Can we shave 60% off of wallet sync times by compressing blocks from remote nodes?

tusker@monero.town · edit-2 7 months ago

Can we shave 60% off of wallet sync times by compressing blocks from remote nodes?

mister_monster@monero.town · 8 months ago

So you’ve got 2 components to sync time, bandwidth and processing. In Monero we already have to attempt to decrypt transactions in each block to see if it’s ours. This is what really takes time with regard to syncing.

If you compressed blocks, you’d save some bandwidth, but you’d take time client side to uncompress before sync. This adds to sync time. A user with high processing power using a node with low bandwidth might see a benefit, but for most people the bottleneck isn’t bandwidth, it’s processing power. Most people wouldn’t see a sync time improvement with your proposed scheme.
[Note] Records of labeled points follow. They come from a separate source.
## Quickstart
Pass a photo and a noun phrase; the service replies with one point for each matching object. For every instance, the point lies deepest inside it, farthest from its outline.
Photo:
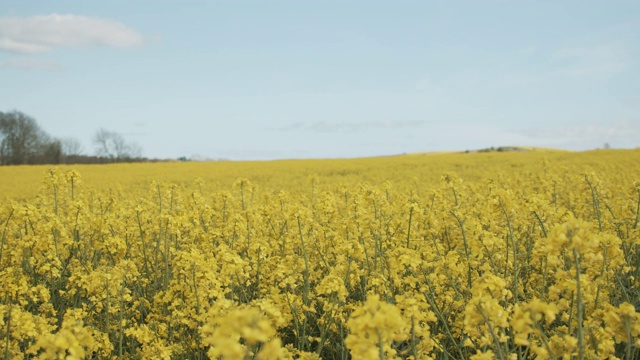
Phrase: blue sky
(264, 79)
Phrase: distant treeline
(23, 142)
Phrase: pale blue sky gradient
(314, 79)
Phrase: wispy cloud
(593, 61)
(624, 133)
(27, 64)
(44, 33)
(348, 127)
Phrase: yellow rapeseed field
(531, 255)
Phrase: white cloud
(43, 33)
(623, 133)
(593, 61)
(26, 64)
(342, 127)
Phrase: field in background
(413, 171)
(482, 255)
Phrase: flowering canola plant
(455, 256)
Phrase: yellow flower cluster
(457, 256)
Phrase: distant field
(488, 255)
(23, 182)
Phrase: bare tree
(112, 145)
(21, 139)
(71, 146)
tusker@monero.town · 8 months ago

Decompression is a very fast operation, there are many locations where bandwidth is 1mbit/s and maxes out at 10mbit/s, not to mention bandwidth is also metered. With blocks now 3x the size from what they were a month ago it would be a significant improvement in terms of speed and cost. Blocks will only get bigger going forward.

mister_monster@monero.town · edit-2 8 months ago

The amount of operations per second required to decompress depends on the compression protocol, how compressed something is, so it can be fast or slow, also more importantly, the relationship between compute required to decompress and the amount decompressed is not linear, that is, 10% more compression does not translate to 10% more computation to decompress, it takes more than that. So at some point you’re taking more time to decompress than you saved downloading due to your bandwidth constraint. This is different for every node (or more accurately, every pair of nodes, sinceax bandwidth is the lowest of the two communicating) and so the more compression you use, the more you favor low bandwidth, high power nodes. I don’t know what the median or mean processing power is for nodes, and I don’t know what the median or mean bandwidth is, I’m sure some compression would benefit the network overall, but you’re always benefitting some nodes at the expense of others in doing it, and there’s no optimal scheme for all nodes on the network. Also this optimum is ever changing as people upgrade hardware and connections.
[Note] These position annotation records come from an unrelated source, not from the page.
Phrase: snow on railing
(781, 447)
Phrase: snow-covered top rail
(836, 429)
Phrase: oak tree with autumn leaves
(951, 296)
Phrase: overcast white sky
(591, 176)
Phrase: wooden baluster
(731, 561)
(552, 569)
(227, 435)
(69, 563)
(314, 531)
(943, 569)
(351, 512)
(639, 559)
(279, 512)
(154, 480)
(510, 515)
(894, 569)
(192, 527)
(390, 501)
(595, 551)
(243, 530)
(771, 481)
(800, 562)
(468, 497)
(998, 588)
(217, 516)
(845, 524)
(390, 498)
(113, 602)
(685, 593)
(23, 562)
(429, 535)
It might make sense to allow nodes to request compressed blocks from each other in the RPC, like a field in the request that says “send compressed blocks” so that high power, low bandwidth nodes can ask for it, but compression also has a processing requirement and the node being asked might not want to do it. It could cache compressed blocks, since blocks don’t change, but then it has to decompress compressed blocks every time it has to access them, or store a compressed and uncompressed version of each block if it needs constant access but wants to send compressed blocks. Its trade offs all the way down. There are considerations that can be made. But is it worth it? I don’t know. Also consider that adding a field to the request can be used for fingerprinting, the more granular you make RPC requests, the more data points can be used to fingerprint the node, which is a problem over Tor or i2p.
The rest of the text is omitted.